O tu che eri solo ad aver pietà
sulle prove indicibili di Troia,
che ci accolgono come alleati della tua città
e casa, un residuo lasciato dai Greci, vessato
da tutti i disastri conosciuti in terra e in mare.'
- Virgilio, L'Eneide , Libro 1, righe 836-842 - 'dicci tutto / cose dal primo inizio: astuzia greca,
le prove del tuo popolo e poi i tuoi viaggi».
- Virgilio, L'Eneide , Libro 1, righe 1049-51 - 'Fai
credi che il nemico sia salpato?
O pensare che tutti i doni greci siano gratuiti
di artigianato? È così che si comporta Ulisse?
O si nascondono gli Achei, chiusi in questo bosco,
oppure questo è un motore costruito contro
le nostre mura...
Temo i greci, anche quando portano doni».

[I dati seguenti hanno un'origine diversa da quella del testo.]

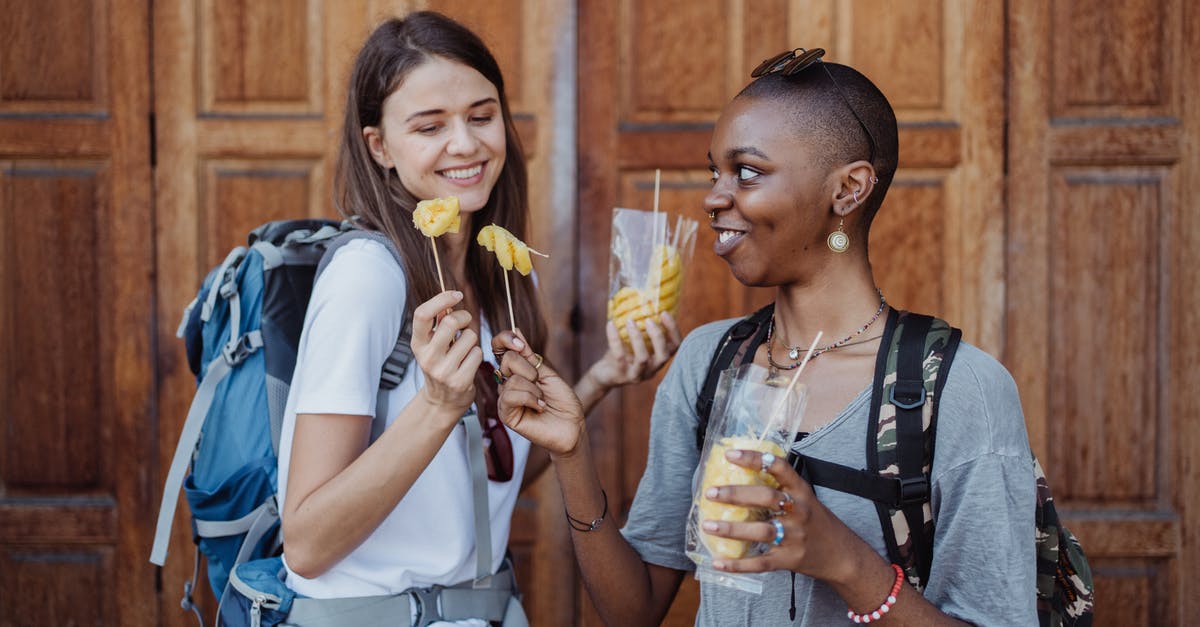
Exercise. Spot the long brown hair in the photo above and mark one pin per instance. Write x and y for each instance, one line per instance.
(375, 197)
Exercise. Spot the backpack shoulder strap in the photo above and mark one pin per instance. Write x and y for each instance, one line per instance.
(909, 378)
(745, 334)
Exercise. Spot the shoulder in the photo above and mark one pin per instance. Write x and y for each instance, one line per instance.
(979, 398)
(365, 273)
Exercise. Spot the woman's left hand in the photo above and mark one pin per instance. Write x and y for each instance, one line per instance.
(814, 541)
(630, 363)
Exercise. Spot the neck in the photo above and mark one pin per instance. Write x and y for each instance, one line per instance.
(835, 309)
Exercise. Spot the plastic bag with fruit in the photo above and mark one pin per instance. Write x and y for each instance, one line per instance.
(756, 411)
(651, 251)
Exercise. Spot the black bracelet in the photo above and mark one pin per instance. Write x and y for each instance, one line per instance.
(580, 525)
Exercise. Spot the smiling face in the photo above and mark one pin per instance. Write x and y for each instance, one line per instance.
(443, 133)
(771, 195)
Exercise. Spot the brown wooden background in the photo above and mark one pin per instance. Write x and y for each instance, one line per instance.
(1050, 162)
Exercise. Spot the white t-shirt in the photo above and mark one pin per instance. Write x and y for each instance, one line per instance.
(351, 327)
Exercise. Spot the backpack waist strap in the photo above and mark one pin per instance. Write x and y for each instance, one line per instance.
(892, 491)
(432, 604)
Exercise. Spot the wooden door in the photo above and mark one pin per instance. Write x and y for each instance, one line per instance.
(1102, 285)
(654, 77)
(249, 99)
(76, 315)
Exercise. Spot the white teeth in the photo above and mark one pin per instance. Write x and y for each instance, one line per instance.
(463, 173)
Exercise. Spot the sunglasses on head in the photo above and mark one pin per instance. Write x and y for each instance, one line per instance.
(789, 63)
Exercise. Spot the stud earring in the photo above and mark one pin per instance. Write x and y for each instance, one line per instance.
(838, 240)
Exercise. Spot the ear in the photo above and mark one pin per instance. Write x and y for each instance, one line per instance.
(373, 137)
(853, 184)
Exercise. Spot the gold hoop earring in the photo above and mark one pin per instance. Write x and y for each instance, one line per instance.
(838, 240)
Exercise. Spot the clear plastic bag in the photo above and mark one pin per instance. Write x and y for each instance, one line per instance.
(751, 410)
(651, 254)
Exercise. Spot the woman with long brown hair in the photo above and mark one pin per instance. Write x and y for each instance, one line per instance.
(426, 117)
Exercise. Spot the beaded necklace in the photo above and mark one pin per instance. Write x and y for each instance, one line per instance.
(795, 352)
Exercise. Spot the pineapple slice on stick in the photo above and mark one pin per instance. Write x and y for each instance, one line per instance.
(435, 218)
(511, 254)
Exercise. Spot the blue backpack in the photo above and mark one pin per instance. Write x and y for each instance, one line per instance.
(241, 333)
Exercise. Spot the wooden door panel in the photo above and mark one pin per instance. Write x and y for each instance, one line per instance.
(1101, 248)
(76, 372)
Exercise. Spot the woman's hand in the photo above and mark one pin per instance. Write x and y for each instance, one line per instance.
(623, 364)
(535, 401)
(814, 541)
(448, 352)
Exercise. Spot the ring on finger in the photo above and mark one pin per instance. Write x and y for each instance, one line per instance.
(779, 532)
(784, 506)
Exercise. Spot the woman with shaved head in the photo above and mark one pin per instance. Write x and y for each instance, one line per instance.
(802, 160)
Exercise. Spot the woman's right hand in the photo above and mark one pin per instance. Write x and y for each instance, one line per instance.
(448, 352)
(537, 401)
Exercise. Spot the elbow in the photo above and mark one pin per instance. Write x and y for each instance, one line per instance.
(301, 556)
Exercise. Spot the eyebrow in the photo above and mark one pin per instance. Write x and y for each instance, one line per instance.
(437, 112)
(733, 153)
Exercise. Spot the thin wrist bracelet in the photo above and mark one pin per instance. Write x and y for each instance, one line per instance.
(585, 526)
(887, 603)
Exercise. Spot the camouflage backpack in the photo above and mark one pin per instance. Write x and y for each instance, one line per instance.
(915, 350)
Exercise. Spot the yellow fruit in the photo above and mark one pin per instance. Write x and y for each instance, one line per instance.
(437, 216)
(660, 293)
(718, 472)
(510, 251)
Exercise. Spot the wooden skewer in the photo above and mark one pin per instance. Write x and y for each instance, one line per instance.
(437, 263)
(513, 322)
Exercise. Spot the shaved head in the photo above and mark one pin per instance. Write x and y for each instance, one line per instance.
(820, 115)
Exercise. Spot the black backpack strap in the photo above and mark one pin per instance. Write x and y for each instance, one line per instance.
(901, 433)
(745, 334)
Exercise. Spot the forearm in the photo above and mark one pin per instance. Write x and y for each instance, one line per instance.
(869, 585)
(623, 587)
(591, 390)
(328, 523)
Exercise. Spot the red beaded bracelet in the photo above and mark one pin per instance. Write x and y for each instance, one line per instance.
(887, 603)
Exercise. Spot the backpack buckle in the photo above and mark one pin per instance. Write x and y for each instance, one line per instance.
(912, 490)
(907, 394)
(429, 609)
(237, 352)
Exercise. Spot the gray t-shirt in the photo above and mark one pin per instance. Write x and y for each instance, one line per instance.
(983, 497)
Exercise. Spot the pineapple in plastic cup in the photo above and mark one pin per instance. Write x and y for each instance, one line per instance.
(720, 471)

- Virgilio, L'Eneide , Libro 2, righe 60-70 - «quattro volte si fermò davanti alla porta, proprio sulla soglia;
quattro volte le braccia si scontrarono rumorosamente all'interno del suo ventre.
Tuttavia, incurante, accecato dalla frenesia,
andiamo avanti e impostiamo l'infausto
mostro dentro la fortezza sacra.'
- Virgilio, L'Eneide , Libro 2, righe 335-339 - «Povero marito, cosa ti guida il pensiero selvaggio
indossare queste armi adesso? Dove vorresti correre?'
- Virgilio, L'Eneide , Libro 2, righe 699-700 - 'Se te ne vai a morire, prendi anche noi,
affrontare tutte le cose con te; ma se il tuo passato
ti permette ancora di mettere la tua speranza in armi, che ora
ti sei vestito, quindi prima proteggi questa casa.'
- Virgilio, L'Eneide , Libro 2, righe 914-7 - «Perché mi stai storpiando, Enea? Ricambio
il mio corpo. Sono sepolto qui. Fai di scorta
la profanazione delle tue pie mani.
non ti sono estraneo; Sono Troiano.
Il sangue che vedi non scorre da uno stelo.
Fuggite da queste terre crudeli, da questa riva avida,
poiché io sono Polidoro; qui o lì
raccolto di lance ha coperto il mio corpo trafitto.'
- Virgilio, L'Eneide , Libro 3, righe 52-59 - 'fino a una fame terribile e al tuo torto
nel massacrare le mie sorelle è costretta
le tue mascelle per rosicchiare come cibo le tue stesse tavole.'
- Virgilio, L'Eneide , Libro 3, righe 333-5 - 'Lungo le sponde sotto il leccio ramificato,
un'enorme scrofa bianca distesa per terra
insieme a una nuova cucciolata
di trenta maialini bianchi che allattano ai suoi capezzoli
- Virgilio, L'Eneide , Libro 3, righe 508-11 - 'Io sono di Itaca e ho navigato per Troia,
un compagno dello sfortunato Ulisse;
mi chiamo Achemenide».
- Virgilio, L'Eneide , Libro 3, righe 794-6 - 'Facciamo, invece della guerra,
una pace eterna e un matrimonio difficile.
Hai ciò su cui eri piegato: lei brucia
Con amore; la frenesia ora è nelle sue ossa.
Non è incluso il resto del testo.